Google Groups no longer supports new Usenet posts or subscriptions. Historical content remains viewable.
Dismiss

how to download a file from webserver

6 views
Skip to first unread message

M. Strobel

unread,
Jul 24, 2008, 4:29:59 AM7/24/08
to
Hi,

I want to save a file from a web URL.

The URL looks like https://www.my-machine.com/download?ticket=1234567890

When I call this URL with a browser, I get the usual selection "open with ...", "save to disk", and the
filename is the one delivered by the webserver.

Because curl has a tcl interface, I tried this in curl (Windows this time) with the -O option, but it does not
work, this only works for direct URLs to a file.

How do you save the download with the correct name in tcl, in a "high level" way?

Max

Glenn Jackman

unread,
Jul 24, 2008, 9:27:27 AM7/24/08
to
At 2008-07-24 04:29AM, "M. Strobel" wrote:
> I want to save a file from a web URL.
> Because curl has a tcl interface, I tried this in curl (Windows this
> time) with the -O option, but it does not
> work, this only works for direct URLs to a file.

How, specifically, does it not work?

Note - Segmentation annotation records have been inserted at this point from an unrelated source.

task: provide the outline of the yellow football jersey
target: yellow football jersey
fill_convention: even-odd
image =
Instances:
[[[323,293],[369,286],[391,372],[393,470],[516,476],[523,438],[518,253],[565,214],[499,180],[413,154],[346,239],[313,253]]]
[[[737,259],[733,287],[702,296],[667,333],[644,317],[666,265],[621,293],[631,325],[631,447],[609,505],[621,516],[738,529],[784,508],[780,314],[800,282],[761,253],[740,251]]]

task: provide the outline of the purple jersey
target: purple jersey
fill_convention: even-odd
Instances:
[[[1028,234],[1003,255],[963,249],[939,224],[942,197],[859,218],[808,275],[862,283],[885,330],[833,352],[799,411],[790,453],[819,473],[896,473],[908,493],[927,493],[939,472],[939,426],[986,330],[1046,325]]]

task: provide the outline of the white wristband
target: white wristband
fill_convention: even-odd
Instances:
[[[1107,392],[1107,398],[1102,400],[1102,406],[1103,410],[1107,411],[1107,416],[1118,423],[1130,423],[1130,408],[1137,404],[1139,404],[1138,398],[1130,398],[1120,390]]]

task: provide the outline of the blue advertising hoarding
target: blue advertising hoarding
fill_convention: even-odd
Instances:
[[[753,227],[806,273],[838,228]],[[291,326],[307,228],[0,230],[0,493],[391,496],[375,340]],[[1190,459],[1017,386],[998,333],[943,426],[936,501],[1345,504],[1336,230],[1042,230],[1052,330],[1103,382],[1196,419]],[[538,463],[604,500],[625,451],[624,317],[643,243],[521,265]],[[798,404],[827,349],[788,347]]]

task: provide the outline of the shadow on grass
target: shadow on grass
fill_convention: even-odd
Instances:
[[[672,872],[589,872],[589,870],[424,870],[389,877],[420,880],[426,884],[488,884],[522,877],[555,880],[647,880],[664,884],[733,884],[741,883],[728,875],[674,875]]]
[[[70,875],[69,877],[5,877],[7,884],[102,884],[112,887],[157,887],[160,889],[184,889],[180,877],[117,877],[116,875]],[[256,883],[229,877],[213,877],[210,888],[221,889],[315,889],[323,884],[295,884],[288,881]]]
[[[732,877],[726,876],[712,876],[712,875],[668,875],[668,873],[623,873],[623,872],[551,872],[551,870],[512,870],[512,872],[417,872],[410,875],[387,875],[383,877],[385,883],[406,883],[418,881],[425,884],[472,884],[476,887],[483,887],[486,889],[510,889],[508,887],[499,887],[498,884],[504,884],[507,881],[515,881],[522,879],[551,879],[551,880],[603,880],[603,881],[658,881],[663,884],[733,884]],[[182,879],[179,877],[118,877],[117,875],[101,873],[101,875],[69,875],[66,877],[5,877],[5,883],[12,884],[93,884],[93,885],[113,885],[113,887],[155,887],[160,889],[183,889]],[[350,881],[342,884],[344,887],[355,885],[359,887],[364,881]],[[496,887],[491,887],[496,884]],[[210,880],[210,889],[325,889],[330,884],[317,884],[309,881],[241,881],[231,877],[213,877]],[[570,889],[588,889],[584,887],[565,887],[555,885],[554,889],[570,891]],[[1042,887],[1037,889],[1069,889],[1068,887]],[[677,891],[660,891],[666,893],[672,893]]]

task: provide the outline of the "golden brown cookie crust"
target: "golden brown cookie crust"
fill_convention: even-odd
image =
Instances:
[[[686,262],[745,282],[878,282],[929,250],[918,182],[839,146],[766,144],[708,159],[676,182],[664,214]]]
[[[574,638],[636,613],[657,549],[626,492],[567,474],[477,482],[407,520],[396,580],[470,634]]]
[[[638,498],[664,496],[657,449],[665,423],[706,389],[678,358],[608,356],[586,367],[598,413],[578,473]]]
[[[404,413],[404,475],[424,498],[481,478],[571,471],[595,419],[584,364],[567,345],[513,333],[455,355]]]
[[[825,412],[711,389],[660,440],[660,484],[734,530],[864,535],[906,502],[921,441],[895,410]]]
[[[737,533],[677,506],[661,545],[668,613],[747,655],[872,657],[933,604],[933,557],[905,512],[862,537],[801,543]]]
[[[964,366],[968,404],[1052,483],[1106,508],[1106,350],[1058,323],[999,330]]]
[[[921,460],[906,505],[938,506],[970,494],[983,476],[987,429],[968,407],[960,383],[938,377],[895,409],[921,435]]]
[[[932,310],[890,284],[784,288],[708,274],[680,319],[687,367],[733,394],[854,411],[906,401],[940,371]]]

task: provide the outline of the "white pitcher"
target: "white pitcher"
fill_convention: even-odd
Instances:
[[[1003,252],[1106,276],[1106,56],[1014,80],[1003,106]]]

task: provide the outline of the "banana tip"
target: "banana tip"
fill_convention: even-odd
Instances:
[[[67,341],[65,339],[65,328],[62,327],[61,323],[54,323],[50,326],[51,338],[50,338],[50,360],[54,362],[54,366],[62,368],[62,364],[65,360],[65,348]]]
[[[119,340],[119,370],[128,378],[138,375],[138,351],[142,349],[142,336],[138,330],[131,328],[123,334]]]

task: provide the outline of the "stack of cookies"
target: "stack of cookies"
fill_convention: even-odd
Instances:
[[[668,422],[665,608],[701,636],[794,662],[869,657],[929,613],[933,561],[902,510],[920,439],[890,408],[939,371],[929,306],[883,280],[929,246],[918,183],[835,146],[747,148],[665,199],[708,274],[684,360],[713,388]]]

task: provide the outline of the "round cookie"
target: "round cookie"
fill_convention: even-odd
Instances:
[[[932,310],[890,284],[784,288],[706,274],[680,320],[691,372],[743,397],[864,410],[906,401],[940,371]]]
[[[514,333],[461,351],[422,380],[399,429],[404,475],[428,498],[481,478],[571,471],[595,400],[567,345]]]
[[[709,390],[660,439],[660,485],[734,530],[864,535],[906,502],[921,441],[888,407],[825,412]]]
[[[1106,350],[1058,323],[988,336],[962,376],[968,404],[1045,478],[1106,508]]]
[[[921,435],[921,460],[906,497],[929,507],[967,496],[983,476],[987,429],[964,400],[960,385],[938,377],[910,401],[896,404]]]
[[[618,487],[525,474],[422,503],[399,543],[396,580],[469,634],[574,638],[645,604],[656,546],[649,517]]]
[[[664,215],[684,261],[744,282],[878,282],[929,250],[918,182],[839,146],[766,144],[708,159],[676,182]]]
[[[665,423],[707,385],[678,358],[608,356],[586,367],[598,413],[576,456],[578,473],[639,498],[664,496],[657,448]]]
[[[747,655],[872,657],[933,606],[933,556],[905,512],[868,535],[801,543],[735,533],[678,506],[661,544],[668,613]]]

Do you get an error? Do you
download a file that you didn't expect?

> How do you save the download with the correct name in tcl, in a "high
> level" way?

I would write something like this:

package require http
set fh [open my.file w]
fconfigure $fh -translation binary
http::geturl $url -channel $fh
close $fh

--
Glenn Jackman
Write a wise saying and your name will live forever. -- Anonymous

Cameron Laird

unread,
Jul 24, 2008, 10:07:17 AM7/24/08
to
In article <6eqss7F...@mid.uni-berlin.de>,

From the information here, it *ought* to work. I don't
understand how your URL is not a "direct URL". Are you
saying that that particular URL does a redirect?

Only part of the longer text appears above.